Quant à Jake, il vous tord les tripes les rares fois où, timidement, pudiquement, il se laisse aller à sa douleur : " Brett, est-ce qu’on ne pourrait pas vivre ensemble ? Est-ce qu’on ne pourrait pas tout simplement vivre ensemble ? " Alors qu'à un autre moment toute l'horreur de son état lui tombe dessus à un moment où c'est elle qui lui dit : " Mais, mon chéri, j'ai besoin de te voir. Il n’y a pas que ça, tu le sais bien. " Il répond : " C'est vrai, mais ça finit toujours par là. "
Personnellement j'adore toute la partie espagnole de ce livre. Hemingway se laisse aller à sa passion et l’on a l'impression que, par moment, Jake revit. Il aime ce pays, les gens, leur courage, leur force.

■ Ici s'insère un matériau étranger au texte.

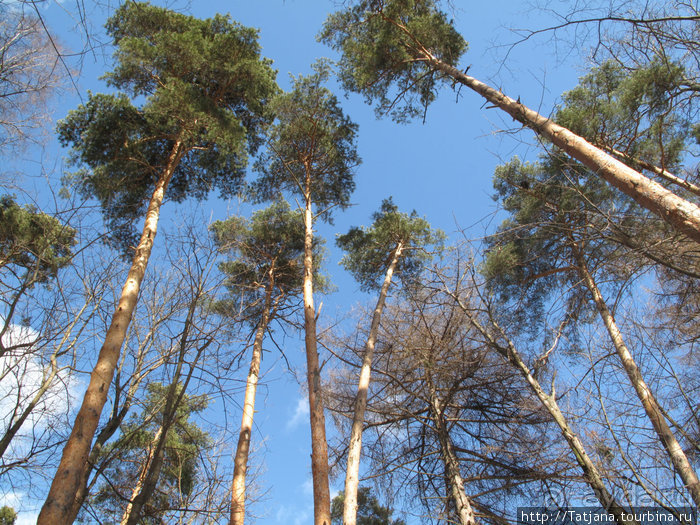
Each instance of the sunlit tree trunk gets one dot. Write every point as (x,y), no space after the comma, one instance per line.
(240,462)
(319,446)
(143,474)
(680,461)
(352,474)
(67,480)
(683,215)
(590,472)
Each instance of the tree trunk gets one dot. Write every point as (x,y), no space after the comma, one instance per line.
(172,403)
(14,428)
(352,474)
(103,436)
(664,174)
(683,215)
(590,472)
(240,462)
(143,474)
(449,458)
(66,482)
(680,461)
(319,446)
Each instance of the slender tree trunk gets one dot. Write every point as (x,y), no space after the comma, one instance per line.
(319,446)
(590,472)
(683,215)
(67,480)
(103,436)
(172,403)
(680,461)
(449,457)
(143,474)
(240,462)
(664,174)
(352,474)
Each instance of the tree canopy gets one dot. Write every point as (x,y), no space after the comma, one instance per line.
(200,82)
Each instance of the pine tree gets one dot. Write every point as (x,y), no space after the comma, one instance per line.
(264,278)
(398,52)
(311,155)
(204,89)
(395,243)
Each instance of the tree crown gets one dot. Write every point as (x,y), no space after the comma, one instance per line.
(33,240)
(383,45)
(369,251)
(311,137)
(204,84)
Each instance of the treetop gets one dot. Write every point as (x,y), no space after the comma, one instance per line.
(369,251)
(383,45)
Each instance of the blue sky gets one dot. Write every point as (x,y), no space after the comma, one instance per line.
(441,168)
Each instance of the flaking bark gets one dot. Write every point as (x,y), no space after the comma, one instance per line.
(352,474)
(678,458)
(67,480)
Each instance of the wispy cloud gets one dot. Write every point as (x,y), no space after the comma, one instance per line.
(301,413)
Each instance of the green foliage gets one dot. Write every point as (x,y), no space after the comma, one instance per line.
(313,137)
(550,204)
(273,239)
(369,511)
(202,81)
(370,250)
(8,516)
(32,240)
(183,447)
(382,43)
(631,111)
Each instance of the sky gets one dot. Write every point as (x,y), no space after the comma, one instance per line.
(442,168)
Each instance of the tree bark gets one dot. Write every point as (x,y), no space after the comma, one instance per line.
(172,403)
(66,482)
(240,462)
(143,474)
(590,472)
(678,458)
(449,458)
(681,214)
(352,474)
(319,446)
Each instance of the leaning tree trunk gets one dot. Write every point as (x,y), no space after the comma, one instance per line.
(319,446)
(68,477)
(683,215)
(449,458)
(678,458)
(240,462)
(590,472)
(352,474)
(103,436)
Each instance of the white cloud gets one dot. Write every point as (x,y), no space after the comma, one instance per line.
(301,413)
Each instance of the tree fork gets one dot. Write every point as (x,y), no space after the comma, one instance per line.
(66,482)
(678,458)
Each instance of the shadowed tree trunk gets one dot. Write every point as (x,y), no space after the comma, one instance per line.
(590,472)
(67,481)
(319,446)
(676,454)
(240,462)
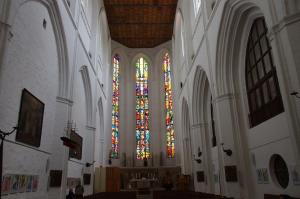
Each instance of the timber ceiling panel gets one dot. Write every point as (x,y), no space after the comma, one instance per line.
(140,23)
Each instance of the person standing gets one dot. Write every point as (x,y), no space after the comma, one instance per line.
(79,190)
(71,194)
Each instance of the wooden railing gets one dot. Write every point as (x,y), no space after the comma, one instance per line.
(184,195)
(272,196)
(113,195)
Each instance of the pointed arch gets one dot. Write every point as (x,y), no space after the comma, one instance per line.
(61,43)
(88,95)
(142,108)
(186,135)
(101,125)
(236,22)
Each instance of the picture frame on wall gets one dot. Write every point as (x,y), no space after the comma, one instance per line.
(35,183)
(77,151)
(86,178)
(29,183)
(22,183)
(6,183)
(231,173)
(55,178)
(30,120)
(14,184)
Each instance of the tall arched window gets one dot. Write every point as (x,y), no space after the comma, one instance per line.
(142,110)
(115,108)
(263,91)
(197,4)
(169,107)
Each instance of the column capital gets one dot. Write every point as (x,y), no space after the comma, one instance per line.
(224,97)
(199,125)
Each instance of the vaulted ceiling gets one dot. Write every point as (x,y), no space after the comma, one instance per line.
(141,23)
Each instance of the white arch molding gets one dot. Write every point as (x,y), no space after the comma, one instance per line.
(88,95)
(101,129)
(186,139)
(60,39)
(236,22)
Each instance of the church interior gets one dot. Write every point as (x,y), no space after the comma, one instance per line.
(150,99)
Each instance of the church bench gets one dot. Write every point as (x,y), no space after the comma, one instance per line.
(113,195)
(184,195)
(272,196)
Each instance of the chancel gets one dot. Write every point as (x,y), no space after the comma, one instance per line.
(150,99)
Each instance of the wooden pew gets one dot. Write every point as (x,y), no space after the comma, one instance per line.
(272,196)
(184,195)
(113,195)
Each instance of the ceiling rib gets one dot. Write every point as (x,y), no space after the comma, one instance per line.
(141,23)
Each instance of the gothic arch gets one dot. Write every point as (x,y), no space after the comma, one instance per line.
(61,43)
(101,129)
(186,138)
(235,27)
(134,60)
(88,95)
(204,136)
(237,19)
(201,94)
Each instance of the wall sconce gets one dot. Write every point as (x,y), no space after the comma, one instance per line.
(89,164)
(227,151)
(198,160)
(294,93)
(4,134)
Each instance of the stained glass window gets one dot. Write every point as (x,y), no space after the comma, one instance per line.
(197,4)
(115,109)
(169,107)
(142,110)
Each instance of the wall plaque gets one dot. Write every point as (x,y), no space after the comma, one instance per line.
(77,151)
(231,173)
(200,176)
(86,178)
(30,119)
(55,178)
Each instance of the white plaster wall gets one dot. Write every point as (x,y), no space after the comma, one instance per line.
(30,62)
(231,106)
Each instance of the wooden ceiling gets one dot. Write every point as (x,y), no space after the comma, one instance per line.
(140,23)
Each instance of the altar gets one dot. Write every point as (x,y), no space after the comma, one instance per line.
(143,178)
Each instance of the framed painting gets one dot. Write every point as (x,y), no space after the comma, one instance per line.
(14,184)
(77,151)
(6,183)
(55,178)
(86,178)
(35,183)
(29,183)
(22,183)
(30,119)
(200,176)
(231,173)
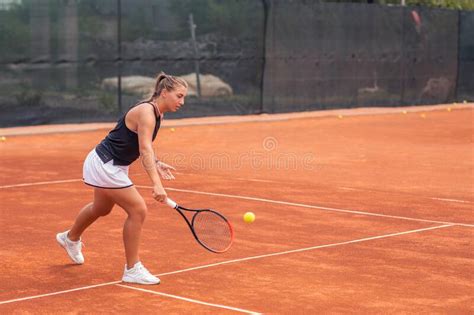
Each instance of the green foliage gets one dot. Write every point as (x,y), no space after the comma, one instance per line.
(448,4)
(14,32)
(28,97)
(107,101)
(231,18)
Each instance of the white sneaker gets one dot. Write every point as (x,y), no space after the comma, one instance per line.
(139,274)
(73,249)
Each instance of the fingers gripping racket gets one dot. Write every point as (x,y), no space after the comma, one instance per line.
(210,228)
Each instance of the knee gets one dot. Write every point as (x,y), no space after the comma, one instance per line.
(138,213)
(101,212)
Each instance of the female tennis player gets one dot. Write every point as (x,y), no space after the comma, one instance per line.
(106,170)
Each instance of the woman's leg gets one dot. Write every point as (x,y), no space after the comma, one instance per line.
(132,202)
(101,206)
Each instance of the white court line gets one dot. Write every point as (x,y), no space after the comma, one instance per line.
(302,205)
(307,249)
(59,292)
(237,260)
(188,299)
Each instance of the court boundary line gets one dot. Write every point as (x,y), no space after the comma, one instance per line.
(287,203)
(302,205)
(235,119)
(235,261)
(189,299)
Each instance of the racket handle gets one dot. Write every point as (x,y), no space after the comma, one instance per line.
(171,203)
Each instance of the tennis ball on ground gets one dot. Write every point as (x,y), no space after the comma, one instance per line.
(249,217)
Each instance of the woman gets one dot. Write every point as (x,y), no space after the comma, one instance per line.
(106,169)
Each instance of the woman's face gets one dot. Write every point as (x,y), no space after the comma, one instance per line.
(174,99)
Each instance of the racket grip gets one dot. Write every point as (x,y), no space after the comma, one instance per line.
(171,203)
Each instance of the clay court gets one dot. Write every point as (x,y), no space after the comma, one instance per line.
(356,213)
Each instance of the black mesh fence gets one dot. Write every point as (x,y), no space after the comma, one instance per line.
(465,84)
(356,55)
(61,60)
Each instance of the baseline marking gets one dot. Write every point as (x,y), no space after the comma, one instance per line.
(188,299)
(302,205)
(42,183)
(237,260)
(261,200)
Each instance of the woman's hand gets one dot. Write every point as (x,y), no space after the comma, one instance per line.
(165,170)
(159,193)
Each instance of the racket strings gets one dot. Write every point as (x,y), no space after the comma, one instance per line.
(212,230)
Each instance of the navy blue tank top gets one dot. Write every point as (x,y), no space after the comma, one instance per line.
(121,144)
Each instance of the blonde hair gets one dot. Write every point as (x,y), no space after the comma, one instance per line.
(165,81)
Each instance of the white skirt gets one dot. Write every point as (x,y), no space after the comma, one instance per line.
(104,175)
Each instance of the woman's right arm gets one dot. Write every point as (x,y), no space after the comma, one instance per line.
(145,128)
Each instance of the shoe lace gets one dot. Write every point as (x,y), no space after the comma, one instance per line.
(76,247)
(144,270)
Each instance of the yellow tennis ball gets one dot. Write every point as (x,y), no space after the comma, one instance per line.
(249,217)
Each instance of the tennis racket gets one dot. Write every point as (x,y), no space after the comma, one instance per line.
(210,228)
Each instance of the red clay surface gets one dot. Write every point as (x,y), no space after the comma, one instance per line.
(333,199)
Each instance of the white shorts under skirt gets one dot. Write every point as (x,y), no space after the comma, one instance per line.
(104,175)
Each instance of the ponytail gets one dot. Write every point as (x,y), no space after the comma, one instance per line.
(165,81)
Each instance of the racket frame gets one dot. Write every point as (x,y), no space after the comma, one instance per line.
(190,224)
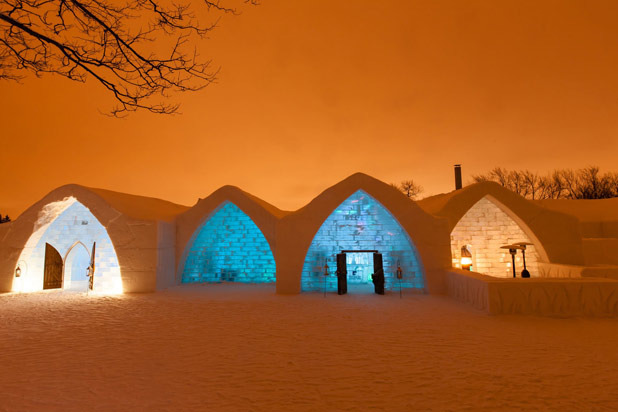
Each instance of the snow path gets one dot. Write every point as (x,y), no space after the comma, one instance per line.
(243,348)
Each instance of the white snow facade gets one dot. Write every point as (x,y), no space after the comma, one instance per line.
(142,244)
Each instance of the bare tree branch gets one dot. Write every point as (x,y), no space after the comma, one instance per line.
(138,50)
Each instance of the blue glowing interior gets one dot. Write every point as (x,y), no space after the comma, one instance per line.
(229,247)
(361,223)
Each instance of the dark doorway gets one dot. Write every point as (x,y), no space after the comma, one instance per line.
(377,277)
(52,278)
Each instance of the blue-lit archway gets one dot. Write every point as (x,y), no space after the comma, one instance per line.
(229,247)
(361,223)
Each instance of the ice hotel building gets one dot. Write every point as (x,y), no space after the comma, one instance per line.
(139,244)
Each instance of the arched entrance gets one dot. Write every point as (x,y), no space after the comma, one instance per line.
(52,274)
(484,228)
(229,247)
(361,226)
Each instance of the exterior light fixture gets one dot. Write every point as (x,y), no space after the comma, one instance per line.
(466,258)
(513,251)
(522,245)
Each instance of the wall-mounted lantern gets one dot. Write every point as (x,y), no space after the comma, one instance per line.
(466,258)
(522,246)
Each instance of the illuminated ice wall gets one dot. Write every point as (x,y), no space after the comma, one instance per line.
(229,247)
(361,223)
(65,225)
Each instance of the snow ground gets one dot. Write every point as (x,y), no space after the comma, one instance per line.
(243,348)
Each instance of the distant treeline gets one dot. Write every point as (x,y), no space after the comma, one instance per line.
(585,183)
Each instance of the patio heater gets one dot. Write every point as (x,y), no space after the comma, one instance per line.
(513,251)
(522,245)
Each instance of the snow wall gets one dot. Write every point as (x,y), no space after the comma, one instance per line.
(144,248)
(72,230)
(361,223)
(229,247)
(485,228)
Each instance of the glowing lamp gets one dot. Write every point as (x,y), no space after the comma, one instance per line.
(466,258)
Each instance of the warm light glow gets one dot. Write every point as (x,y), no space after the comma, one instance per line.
(62,224)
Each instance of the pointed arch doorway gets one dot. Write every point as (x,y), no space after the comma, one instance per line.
(53,269)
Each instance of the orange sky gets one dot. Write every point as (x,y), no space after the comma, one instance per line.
(312,91)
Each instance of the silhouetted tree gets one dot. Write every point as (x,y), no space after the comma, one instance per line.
(586,183)
(139,50)
(409,188)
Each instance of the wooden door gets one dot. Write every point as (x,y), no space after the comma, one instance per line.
(52,278)
(378,273)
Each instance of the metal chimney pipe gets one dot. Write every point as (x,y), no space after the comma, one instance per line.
(458,177)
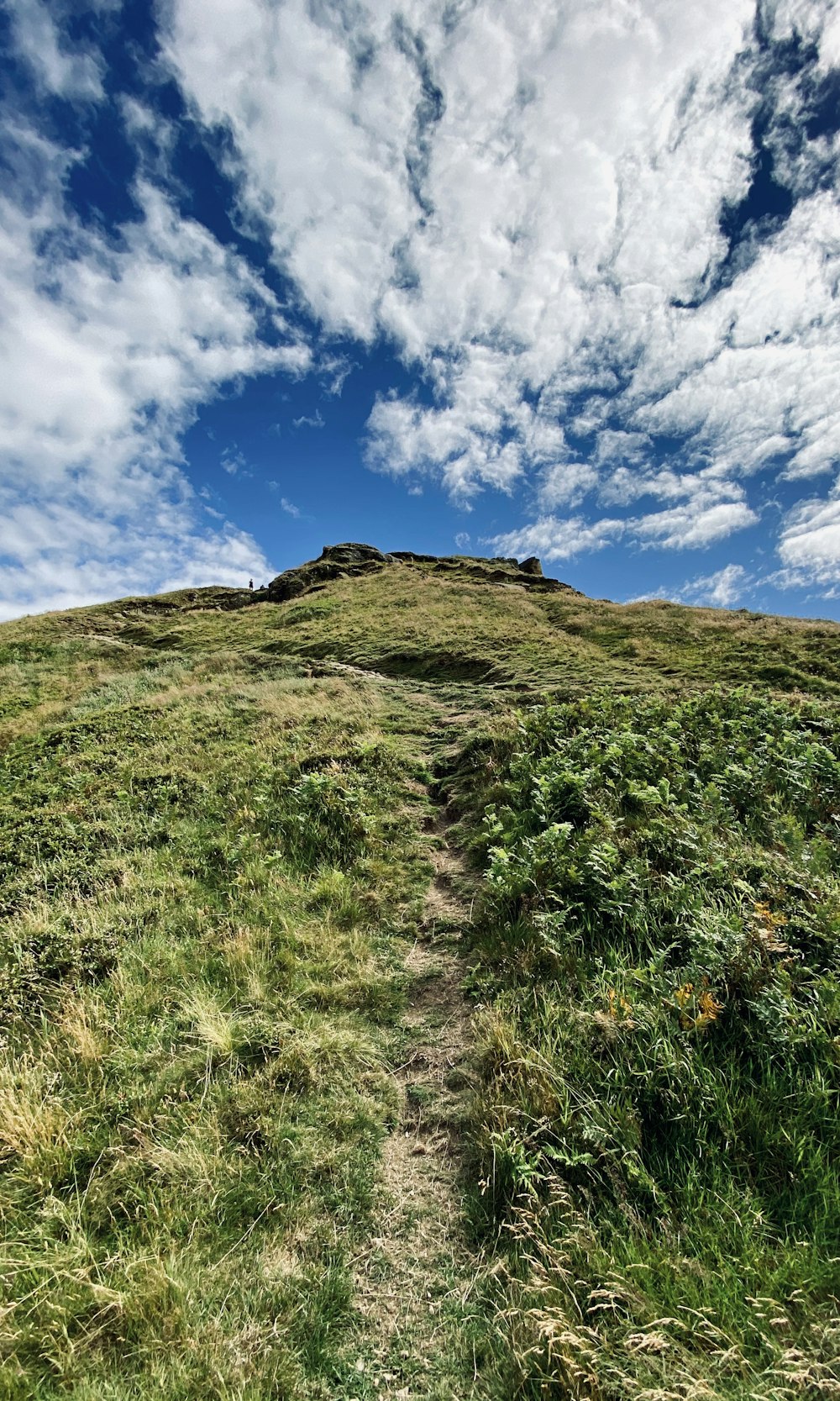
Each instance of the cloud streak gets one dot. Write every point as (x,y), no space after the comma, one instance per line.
(531,206)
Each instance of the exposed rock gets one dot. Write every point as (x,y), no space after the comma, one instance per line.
(332,562)
(350,559)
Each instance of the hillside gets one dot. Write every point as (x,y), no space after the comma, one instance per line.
(419,980)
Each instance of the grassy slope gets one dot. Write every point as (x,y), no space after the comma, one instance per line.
(201,1002)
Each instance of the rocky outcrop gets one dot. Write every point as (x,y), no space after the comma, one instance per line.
(333,562)
(350,559)
(531,566)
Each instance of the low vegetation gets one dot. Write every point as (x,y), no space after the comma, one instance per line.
(218,827)
(657,1128)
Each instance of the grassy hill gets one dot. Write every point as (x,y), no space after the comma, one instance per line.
(420,981)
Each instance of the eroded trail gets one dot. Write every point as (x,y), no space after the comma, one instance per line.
(415,1285)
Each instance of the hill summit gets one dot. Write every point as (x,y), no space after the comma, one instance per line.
(350,561)
(419,980)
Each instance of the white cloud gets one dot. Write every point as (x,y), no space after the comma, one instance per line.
(686,527)
(695,524)
(528,202)
(56,66)
(810,544)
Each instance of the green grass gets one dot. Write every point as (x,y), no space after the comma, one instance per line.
(213,846)
(203,880)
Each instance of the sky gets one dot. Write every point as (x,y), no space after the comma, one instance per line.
(459,277)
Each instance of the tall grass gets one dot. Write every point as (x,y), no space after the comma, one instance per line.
(202,876)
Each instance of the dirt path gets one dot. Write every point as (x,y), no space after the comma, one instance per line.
(413,1287)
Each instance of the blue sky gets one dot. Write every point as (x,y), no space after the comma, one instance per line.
(449,275)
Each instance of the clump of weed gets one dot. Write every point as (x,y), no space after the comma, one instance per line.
(659,1067)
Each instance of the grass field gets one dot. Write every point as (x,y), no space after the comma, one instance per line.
(218,834)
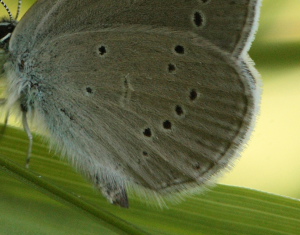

Le rendu de cette " fiesta " est une merveille d'écriture. Jake revit quand il est aux courses de taureaux mais, à nouveau, ce ne sont que de courts répits. Il n’y a rien d'autre de possible pour lui que de courts répits. Dans la pêche, les courses de taureaux ou l’alcool, rien que de courts répits ! C’est cela " la génération perdue " par les horreurs de la guerre et l'impossibilité de les oublier. Ces jeunes hommes ont découvert l'absurdité !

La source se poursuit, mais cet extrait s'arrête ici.